Object Detection with Fast R-CNN

Wednesday, 8 January 2020

Object Detection with Fast R-CNN

Objective

Improve R-CNN method. The problem with it was speed, memory footprint and accuracy.

Method

To eliminate processing each RoI in the input image separately (passing each RoI in the input image through CNN) don't apply Region Proposals directly on an input image but rather on its convolutional feature map. If comparing to R-CNN, Fast R-CNN actually swaps the location of Region Proposal method and CNN in the network architecture.

Network Architecture

Input:

image
set of predefined labels (categories/classes)

Entire image runs through some convolutional layers all at once to give this high resolution convolutional feature map corresponding to the entire image. E.g. if we have 5 convolutional layers, the output from the 5th is denoted as conv5 so we'd have conv5 feature map .

Fast R-CNN Network Architecture
Image credit: Ross Girshick: "Fast R-CNN"

Fixed Region Proposal method (e.g. Selective Search) is still used. But but rather than cropping out the pixels of the image corresponding to the region proposals, instead we imagine projecting those region proposals onto this convolutional feature map and then taking crops from the convolutional feature map corresponding to each proposal rather than taking crops directly from the image.

This allows us to reuse a lot of this expensive convolutional computation across the entire image when we have many crops per image.

Fully connected layers downstream are expecting some fixed-size input so now we need to do some reshaping of those crops from the convolutional feature map and they do that in a differentiable way using RoI pooling layer. ROI pooling looks kind of like max pooling.

Once you have these warped crops from the convolutional feature map then you can run these things through some fully connected layers and predict (for each RoI):

classification scores - Softmax classifier (Linear + softmax)
offsets to the bounding boxes - Bounding box regressors (linear regression)

Fast R-CNN Network Architecture
Image source: Fei-Fei Li, Justin Johnson, Serena Yeung (Stanford University School of Engineering): Convolutional Neural Networks for Visual Recognition, Lecture 11 - Detection and Segmentation

Training & Loss Function

During training phase, we have multi-task loss which trades off between the two constraints listed above:

Total Loss = Log loss (Softmax classifier) + Smooth L1 loss (BBox regressor)

During back propagation we can back-prop through this entire thing and learn it all jointly.

Benchmarks and Problems

Training times (hours):

R-CNN: 84
SPP-Net: 25.5
Fast R-CNN: 8.75

Test times (seconds, Including/Not Including Region Proposals):

R-CNN: 49/47
SPP-Net: 4.3/2.3
Fast R-CNN: 2.3/0.32

In terms of speed if we look at R-CNN versus Fast R-CNN versus SPP-net which is kind of in between the two, then we can see that at training time fast R-CNN is ~ 10 times faster to train because we're sharing all this computation between different feature maps.
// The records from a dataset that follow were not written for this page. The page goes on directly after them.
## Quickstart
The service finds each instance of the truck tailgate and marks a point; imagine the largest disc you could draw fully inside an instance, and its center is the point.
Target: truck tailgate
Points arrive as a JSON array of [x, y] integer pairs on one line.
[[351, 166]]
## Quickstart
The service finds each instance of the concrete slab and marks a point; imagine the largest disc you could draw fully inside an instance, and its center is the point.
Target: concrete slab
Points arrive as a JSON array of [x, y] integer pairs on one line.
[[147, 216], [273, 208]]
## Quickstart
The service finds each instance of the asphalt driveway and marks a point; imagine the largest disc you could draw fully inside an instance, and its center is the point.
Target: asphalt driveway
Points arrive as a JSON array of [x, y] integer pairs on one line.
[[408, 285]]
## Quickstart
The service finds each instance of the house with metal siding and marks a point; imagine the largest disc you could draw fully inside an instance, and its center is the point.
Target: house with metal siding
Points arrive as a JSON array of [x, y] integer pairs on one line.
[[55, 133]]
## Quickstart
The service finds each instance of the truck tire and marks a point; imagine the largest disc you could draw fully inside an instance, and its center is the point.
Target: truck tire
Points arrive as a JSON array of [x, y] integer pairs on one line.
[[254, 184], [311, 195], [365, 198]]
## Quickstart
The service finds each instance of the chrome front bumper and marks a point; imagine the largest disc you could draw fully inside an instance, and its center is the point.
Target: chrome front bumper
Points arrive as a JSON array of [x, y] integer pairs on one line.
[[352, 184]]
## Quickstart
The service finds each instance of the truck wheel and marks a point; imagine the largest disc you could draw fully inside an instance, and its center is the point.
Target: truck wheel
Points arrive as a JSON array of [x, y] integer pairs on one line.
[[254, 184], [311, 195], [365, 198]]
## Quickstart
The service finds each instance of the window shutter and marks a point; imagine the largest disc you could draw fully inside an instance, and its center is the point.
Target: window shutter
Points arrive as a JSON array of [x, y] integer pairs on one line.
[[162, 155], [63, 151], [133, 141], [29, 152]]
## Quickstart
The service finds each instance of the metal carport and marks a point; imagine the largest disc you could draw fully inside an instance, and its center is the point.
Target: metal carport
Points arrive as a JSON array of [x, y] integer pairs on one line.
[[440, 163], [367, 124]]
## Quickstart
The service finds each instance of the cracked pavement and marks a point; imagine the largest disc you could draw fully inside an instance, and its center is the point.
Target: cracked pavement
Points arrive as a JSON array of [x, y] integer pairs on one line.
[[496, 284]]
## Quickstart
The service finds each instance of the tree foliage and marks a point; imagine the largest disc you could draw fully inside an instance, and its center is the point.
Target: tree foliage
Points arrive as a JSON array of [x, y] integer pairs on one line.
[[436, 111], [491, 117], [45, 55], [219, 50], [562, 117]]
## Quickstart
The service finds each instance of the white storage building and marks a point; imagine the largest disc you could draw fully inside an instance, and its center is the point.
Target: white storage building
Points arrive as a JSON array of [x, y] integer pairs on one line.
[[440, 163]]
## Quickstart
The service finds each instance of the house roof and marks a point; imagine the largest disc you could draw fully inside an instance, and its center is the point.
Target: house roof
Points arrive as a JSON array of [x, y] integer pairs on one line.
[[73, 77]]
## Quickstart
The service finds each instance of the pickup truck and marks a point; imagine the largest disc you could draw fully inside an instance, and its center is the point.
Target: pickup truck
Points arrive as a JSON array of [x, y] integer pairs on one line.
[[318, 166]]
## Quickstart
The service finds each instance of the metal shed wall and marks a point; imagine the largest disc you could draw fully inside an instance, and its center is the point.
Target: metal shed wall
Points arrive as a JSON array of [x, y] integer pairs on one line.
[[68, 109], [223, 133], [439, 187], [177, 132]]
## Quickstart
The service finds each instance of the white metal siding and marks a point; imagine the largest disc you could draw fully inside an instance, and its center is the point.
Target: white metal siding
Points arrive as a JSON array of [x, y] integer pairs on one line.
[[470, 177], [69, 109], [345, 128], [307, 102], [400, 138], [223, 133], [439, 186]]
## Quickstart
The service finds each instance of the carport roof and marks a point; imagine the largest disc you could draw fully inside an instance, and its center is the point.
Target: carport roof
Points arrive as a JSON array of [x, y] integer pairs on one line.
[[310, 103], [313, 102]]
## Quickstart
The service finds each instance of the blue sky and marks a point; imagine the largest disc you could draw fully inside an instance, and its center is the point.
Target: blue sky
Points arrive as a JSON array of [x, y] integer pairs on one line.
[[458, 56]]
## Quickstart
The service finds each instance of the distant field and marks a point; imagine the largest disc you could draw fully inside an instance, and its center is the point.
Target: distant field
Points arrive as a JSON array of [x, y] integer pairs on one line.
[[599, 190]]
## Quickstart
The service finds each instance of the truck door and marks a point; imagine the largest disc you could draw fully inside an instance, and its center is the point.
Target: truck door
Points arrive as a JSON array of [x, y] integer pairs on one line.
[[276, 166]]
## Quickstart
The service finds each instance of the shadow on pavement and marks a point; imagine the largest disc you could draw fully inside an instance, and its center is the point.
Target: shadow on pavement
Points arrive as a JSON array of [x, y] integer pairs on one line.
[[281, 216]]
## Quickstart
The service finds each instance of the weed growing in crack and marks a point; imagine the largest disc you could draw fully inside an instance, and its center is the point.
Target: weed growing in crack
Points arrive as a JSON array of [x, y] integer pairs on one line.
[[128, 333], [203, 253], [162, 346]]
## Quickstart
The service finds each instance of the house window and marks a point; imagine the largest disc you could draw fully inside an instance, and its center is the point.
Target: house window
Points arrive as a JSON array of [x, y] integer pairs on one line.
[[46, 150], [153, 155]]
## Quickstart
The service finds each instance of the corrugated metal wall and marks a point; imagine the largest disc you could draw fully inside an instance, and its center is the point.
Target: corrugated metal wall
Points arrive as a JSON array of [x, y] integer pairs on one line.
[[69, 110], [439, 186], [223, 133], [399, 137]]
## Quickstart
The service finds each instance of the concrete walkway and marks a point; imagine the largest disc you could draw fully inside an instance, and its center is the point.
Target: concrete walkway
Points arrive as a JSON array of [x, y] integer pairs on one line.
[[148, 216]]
And now at test time Fast R-CNN is super fast and in fact Fast R-CNN is so fast at test time that its computation time is actually dominated by computing region proposals.
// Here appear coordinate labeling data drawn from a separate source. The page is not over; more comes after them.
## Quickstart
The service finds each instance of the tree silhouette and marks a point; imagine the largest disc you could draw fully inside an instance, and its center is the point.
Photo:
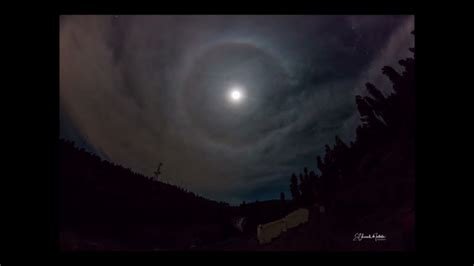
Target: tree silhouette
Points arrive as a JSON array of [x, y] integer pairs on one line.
[[295, 192]]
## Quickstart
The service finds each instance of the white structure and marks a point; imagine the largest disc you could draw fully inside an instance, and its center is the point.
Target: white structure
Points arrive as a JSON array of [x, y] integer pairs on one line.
[[267, 232]]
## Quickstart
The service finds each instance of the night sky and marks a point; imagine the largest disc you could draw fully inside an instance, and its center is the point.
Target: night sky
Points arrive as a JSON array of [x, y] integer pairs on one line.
[[139, 90]]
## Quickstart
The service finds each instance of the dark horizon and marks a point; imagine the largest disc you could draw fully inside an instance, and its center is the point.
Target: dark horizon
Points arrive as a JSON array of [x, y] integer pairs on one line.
[[139, 90]]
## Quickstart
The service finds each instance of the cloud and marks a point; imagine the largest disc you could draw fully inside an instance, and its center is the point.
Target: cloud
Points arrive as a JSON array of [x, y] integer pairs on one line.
[[145, 89]]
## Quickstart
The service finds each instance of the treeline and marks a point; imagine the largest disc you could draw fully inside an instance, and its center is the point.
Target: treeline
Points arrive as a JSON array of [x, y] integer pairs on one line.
[[96, 196], [379, 163]]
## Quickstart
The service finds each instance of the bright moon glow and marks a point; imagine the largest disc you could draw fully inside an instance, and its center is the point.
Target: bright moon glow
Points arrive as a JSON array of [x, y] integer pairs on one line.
[[235, 94]]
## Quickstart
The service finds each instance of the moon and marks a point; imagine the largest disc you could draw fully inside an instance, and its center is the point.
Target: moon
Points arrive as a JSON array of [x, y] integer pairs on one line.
[[235, 94]]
Computing these 2000 region proposals using Selective Search takes ~ 2 seconds and now once we've got all these region proposals then because we're processing them all sort of in a shared way by sharing these expensive convolutions across the entire image that we can process all of these region proposals in less than a second altogether. So Fast R-CNN ends up being bottlenecked by just the computing of these region proposals.